# Thinking of switching to cb irons



## Livingthelife (Mar 19, 2007)

I'm a 10 handicap and am currently playing ping s59 irons and have been for 2 years. I'm looking to improve my game and I am thinking of switching to a cb iron for more forgiveness. I play a draw and am looking for something with a low offset close to my pings but in a cb. What cb on the market do you think will fit my needs? I was looking at the TM r7 irons but I'm open to any suggestions.


----------



## mkoreiwo (Jan 8, 2007)

I have the r7 and love them. My game is not near your level, but there are many good players who will echo that the r7 is a great iron. Stronger lofted than most so you will gain yardage with each club. I would also suggest trying the Mizuno MX-25... If you're a good ball striker you may really fall for these.


----------



## zaphod (Jan 3, 2007)

How much $$$ do you want to spend??? New or used???? Forged or not.
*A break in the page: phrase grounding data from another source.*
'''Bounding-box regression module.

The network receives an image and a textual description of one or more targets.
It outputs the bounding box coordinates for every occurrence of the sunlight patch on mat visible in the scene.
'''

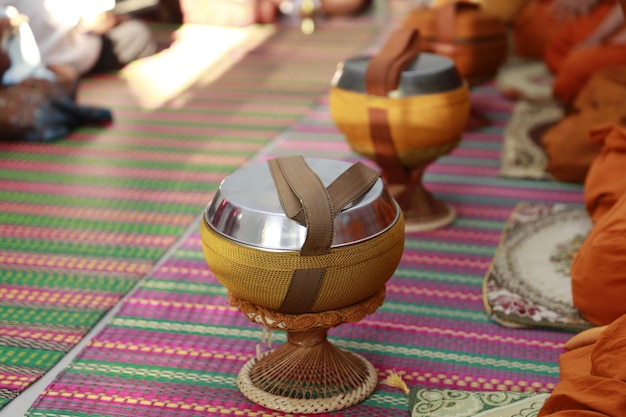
[120,23,276,109]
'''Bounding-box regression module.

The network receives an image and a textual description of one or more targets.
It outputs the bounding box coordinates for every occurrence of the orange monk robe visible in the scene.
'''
[541,66,626,183]
[584,124,626,223]
[543,1,619,73]
[552,43,626,104]
[477,0,527,22]
[541,110,604,184]
[511,0,565,60]
[571,190,626,326]
[545,1,626,104]
[538,314,626,416]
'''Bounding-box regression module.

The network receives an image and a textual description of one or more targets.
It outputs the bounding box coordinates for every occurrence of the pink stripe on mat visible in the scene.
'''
[432,183,583,203]
[0,286,120,309]
[18,133,268,151]
[0,328,83,347]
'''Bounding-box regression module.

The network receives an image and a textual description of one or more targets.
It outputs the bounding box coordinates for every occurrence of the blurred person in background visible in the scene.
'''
[1,0,156,76]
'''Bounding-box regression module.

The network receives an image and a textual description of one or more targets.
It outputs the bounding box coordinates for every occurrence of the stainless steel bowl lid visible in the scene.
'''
[331,52,463,96]
[204,158,400,251]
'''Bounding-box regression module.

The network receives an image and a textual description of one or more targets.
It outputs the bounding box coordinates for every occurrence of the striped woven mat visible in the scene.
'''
[23,75,585,416]
[0,19,381,410]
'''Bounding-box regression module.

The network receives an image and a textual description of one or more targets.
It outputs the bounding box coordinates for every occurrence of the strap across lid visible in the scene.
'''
[268,155,380,314]
[364,28,421,184]
[435,1,480,43]
[365,27,421,96]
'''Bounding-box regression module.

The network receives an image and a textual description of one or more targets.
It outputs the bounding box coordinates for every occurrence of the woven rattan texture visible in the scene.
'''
[229,288,386,331]
[201,213,404,313]
[238,349,378,413]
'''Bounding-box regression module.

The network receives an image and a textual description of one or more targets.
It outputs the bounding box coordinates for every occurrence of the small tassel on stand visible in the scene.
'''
[382,370,410,396]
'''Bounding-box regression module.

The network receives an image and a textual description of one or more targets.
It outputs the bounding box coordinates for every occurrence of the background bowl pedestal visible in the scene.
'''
[330,28,470,232]
[386,164,456,233]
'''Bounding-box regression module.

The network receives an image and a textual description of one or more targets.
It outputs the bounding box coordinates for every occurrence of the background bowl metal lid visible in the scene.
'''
[204,158,400,251]
[331,52,463,96]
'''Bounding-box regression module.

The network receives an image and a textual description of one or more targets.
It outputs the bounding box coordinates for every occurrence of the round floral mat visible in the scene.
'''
[483,202,594,332]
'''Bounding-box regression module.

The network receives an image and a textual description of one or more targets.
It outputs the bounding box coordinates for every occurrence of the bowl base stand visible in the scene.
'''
[229,289,386,413]
[388,172,457,233]
[237,327,378,414]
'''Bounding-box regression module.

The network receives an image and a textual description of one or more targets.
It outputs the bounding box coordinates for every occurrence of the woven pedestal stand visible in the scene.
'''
[361,28,464,234]
[386,164,456,233]
[230,288,385,414]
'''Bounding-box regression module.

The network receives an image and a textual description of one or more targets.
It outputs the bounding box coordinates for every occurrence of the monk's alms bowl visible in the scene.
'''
[329,52,471,168]
[201,157,405,314]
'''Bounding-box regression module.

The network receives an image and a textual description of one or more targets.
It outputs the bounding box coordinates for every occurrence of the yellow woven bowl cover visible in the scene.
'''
[329,84,470,167]
[201,212,405,313]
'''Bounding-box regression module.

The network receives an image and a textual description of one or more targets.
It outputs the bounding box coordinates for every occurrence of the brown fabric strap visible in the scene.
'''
[278,268,326,314]
[269,156,333,314]
[435,1,479,44]
[365,27,421,96]
[325,161,380,216]
[364,27,421,185]
[268,156,380,314]
[286,161,381,224]
[268,157,305,220]
[367,107,408,184]
[269,155,334,257]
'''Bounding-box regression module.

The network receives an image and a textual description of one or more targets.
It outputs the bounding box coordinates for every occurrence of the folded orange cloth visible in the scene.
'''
[538,314,626,416]
[541,111,604,184]
[542,0,626,105]
[552,43,626,105]
[512,0,563,60]
[584,124,626,223]
[543,0,618,74]
[542,66,626,183]
[571,190,626,326]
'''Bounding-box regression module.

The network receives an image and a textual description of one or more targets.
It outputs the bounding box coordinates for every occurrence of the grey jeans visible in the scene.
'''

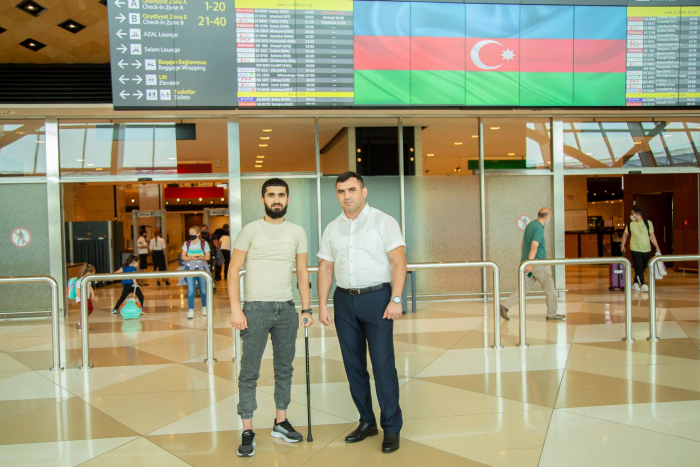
[237,300,299,419]
[502,265,559,315]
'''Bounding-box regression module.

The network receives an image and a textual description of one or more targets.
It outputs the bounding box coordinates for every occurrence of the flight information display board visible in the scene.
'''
[106,0,700,108]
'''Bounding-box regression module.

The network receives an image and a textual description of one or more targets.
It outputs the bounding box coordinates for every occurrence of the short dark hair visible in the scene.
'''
[336,171,364,188]
[632,207,643,215]
[200,224,208,229]
[223,224,229,230]
[262,178,289,197]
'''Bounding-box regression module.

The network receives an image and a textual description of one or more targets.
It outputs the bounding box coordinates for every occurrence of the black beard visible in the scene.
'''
[265,204,287,219]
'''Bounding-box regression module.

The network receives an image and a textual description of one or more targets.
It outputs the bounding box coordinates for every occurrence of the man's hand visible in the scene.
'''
[319,306,333,326]
[524,265,533,275]
[230,310,247,331]
[301,313,314,328]
[383,301,402,320]
[621,245,626,254]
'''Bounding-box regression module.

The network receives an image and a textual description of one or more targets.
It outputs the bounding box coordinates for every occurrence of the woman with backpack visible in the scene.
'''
[621,207,662,291]
[150,229,170,286]
[68,263,97,330]
[181,226,211,319]
[113,254,146,315]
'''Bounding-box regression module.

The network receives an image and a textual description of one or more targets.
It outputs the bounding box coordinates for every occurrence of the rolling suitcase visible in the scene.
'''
[609,263,625,291]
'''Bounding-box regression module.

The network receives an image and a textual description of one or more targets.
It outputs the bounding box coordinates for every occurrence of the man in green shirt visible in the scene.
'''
[500,208,565,321]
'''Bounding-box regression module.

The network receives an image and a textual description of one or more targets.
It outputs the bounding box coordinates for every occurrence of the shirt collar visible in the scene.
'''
[341,203,371,221]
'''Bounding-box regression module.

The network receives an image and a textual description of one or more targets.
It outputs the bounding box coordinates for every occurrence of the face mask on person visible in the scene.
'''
[546,218,551,225]
[189,234,197,241]
[201,231,209,237]
[630,215,638,221]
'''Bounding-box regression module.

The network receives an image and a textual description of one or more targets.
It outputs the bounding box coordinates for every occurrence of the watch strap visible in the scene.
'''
[301,309,312,315]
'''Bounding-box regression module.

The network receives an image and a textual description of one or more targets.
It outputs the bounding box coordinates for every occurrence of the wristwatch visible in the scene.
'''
[301,309,312,315]
[392,296,402,305]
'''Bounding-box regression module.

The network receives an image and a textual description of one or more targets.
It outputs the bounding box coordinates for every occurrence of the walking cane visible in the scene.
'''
[304,317,313,442]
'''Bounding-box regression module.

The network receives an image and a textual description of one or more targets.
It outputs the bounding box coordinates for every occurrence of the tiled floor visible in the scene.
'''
[1,265,699,466]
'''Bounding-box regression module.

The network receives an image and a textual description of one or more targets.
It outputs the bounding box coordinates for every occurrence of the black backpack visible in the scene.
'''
[627,219,650,237]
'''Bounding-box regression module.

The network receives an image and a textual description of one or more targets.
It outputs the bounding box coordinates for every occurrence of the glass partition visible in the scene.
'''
[486,175,554,292]
[483,118,551,170]
[240,118,316,173]
[0,120,46,176]
[59,118,228,176]
[564,118,700,169]
[403,118,479,176]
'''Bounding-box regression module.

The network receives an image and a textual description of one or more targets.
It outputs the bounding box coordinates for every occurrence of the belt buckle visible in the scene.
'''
[349,288,361,296]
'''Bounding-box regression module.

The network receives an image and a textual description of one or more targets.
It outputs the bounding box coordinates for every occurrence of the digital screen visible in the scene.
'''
[106,0,700,108]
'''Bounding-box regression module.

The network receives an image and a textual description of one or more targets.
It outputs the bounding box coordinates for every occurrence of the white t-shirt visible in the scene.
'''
[150,237,166,251]
[318,204,405,289]
[181,239,210,257]
[137,237,149,254]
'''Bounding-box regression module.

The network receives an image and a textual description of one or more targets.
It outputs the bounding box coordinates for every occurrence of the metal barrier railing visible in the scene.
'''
[518,257,633,347]
[234,261,503,365]
[647,254,700,342]
[0,276,63,372]
[79,270,214,370]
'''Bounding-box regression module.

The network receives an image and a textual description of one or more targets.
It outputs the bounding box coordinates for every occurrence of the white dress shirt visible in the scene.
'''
[318,203,405,289]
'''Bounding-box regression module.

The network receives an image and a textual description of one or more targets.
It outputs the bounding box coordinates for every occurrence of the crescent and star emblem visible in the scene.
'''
[471,40,516,70]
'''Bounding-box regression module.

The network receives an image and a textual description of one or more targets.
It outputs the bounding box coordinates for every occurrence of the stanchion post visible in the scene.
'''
[491,264,503,349]
[517,264,529,348]
[204,271,216,364]
[622,260,635,343]
[79,277,92,370]
[48,277,63,372]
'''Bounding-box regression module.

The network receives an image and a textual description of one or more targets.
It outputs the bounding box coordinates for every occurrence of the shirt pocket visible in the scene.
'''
[357,229,379,251]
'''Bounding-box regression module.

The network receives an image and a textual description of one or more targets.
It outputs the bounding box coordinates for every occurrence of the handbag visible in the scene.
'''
[119,285,143,320]
[654,252,668,280]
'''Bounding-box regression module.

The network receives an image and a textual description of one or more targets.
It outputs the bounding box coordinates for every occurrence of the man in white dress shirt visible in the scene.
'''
[318,171,407,454]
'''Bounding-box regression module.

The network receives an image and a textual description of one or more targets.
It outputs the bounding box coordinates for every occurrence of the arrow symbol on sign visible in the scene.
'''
[115,13,126,22]
[120,90,130,99]
[117,44,127,54]
[133,90,143,99]
[133,75,143,84]
[119,75,129,84]
[132,60,142,69]
[116,29,126,39]
[114,0,125,7]
[118,59,128,69]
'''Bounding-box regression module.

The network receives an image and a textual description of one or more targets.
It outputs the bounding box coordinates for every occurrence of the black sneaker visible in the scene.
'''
[271,419,303,443]
[237,430,256,457]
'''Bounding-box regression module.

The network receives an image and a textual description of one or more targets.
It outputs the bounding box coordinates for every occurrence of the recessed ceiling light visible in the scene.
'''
[210,200,214,205]
[454,142,463,146]
[166,201,170,205]
[409,148,414,152]
[255,164,263,168]
[35,140,44,144]
[410,157,415,161]
[507,153,515,156]
[221,197,225,201]
[86,163,94,167]
[471,135,479,138]
[262,129,272,132]
[490,126,500,130]
[76,159,84,162]
[168,157,176,160]
[20,38,46,51]
[176,198,180,202]
[634,141,642,145]
[16,0,47,17]
[260,136,270,140]
[585,152,592,155]
[188,201,192,205]
[58,19,86,34]
[15,131,26,135]
[256,155,265,159]
[0,26,6,35]
[427,153,434,157]
[357,157,362,162]
[664,134,673,137]
[259,144,268,147]
[198,198,202,201]
[357,148,361,153]
[131,199,135,203]
[95,168,103,171]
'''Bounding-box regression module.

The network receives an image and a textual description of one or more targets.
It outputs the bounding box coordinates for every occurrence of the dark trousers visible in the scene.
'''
[222,249,231,280]
[114,285,145,311]
[139,254,148,271]
[631,250,652,285]
[152,250,170,284]
[333,284,402,434]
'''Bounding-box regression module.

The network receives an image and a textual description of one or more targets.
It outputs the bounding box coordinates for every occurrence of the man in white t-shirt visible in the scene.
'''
[228,178,313,458]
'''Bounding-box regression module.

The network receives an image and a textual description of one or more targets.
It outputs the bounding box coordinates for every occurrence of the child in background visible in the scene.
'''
[73,263,97,330]
[113,254,146,315]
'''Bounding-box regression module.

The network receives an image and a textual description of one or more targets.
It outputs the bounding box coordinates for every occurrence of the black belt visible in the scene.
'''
[337,283,389,296]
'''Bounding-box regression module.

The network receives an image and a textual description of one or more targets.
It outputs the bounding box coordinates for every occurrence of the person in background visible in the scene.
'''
[113,254,145,315]
[182,226,210,319]
[150,229,170,286]
[74,263,97,330]
[137,231,150,286]
[200,224,218,292]
[621,207,661,292]
[219,224,232,281]
[499,208,565,321]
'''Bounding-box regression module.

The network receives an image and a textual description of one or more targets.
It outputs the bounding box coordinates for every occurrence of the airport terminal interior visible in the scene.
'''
[2,0,700,466]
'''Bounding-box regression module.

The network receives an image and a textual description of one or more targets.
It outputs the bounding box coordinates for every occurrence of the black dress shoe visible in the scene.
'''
[382,433,400,453]
[345,422,378,443]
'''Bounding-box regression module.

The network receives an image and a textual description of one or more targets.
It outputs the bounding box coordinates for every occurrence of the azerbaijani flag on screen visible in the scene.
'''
[354,1,410,105]
[465,4,520,106]
[573,6,626,106]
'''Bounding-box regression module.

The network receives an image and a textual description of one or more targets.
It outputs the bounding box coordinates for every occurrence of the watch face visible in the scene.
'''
[393,297,401,304]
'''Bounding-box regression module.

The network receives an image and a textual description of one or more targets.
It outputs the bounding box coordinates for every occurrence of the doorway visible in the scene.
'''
[634,193,673,255]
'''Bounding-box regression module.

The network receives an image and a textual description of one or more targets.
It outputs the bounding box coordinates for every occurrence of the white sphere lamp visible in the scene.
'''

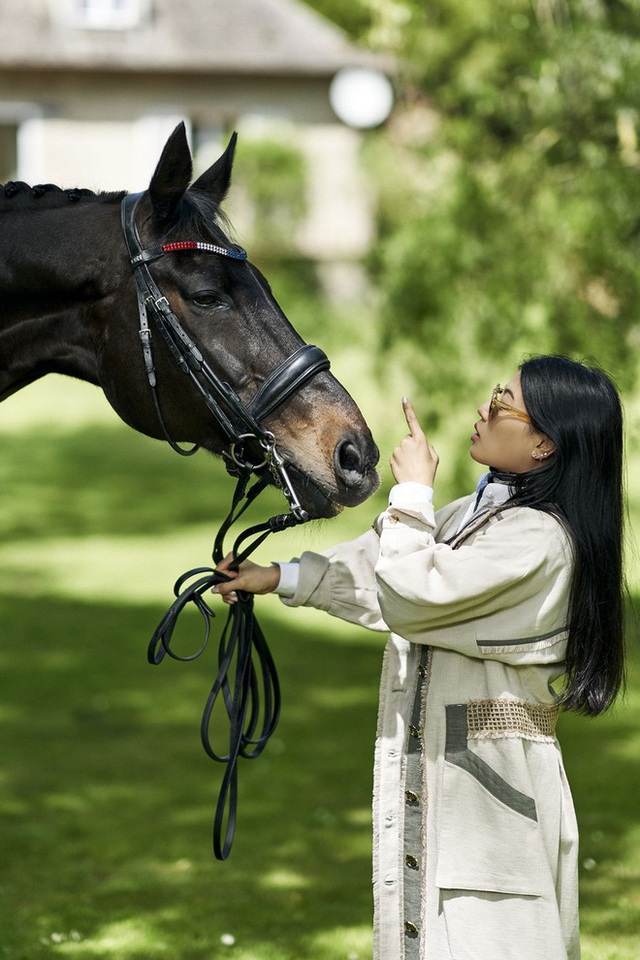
[329,66,394,129]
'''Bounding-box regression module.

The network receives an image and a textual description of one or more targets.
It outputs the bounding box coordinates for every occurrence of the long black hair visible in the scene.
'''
[508,355,625,715]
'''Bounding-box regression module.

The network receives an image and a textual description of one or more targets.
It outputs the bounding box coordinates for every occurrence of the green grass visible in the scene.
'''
[0,593,380,960]
[1,376,639,959]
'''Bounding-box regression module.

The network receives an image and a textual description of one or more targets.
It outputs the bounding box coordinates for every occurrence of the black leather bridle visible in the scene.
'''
[120,192,332,858]
[121,192,331,521]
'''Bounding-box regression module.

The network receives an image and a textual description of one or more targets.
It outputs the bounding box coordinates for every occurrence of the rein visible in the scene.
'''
[121,192,330,858]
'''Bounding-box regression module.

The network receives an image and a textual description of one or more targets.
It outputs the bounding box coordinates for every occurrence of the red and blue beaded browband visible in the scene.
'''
[131,239,248,266]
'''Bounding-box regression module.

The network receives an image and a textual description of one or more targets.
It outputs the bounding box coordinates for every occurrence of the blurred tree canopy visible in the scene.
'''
[305,0,640,428]
[232,138,307,258]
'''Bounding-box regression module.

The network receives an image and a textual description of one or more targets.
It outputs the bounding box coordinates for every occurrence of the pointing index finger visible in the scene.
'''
[402,396,424,437]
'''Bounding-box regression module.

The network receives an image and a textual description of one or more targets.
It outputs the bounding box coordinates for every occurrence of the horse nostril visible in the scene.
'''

Mizzy MX-23 or 25 good choices. Forged and CB. Less $$ Callaway x-14 and newer good clubs depending on the shaft.
How about adding hybrids to replace the 3-5 irons????
good luck


----------



## Livingthelife (Mar 19, 2007)

I'm not worried about $$. I tried both the mx-25 and nike cci irons today and I liked the way the nike irons felt. The offset on the TM and Mizuno was a little too much. But i also like the callaway x-20 tour. I don't really like hybrids, I have a cleveland halo 2i and I can hit my ping s59 3 iron just as far although the trajectory is much higher on the hybrid.


----------



## fitz-uk (Apr 28, 2006)

If you want to come away from CB you can always look at the mizuno mp32s (muscle backs) or mp60s which are essentially the same clubs but with a traditional cb.

Obviously I am biased, because I use them, but even so I would heartily recommend trying them before you commit anywhere else.


----------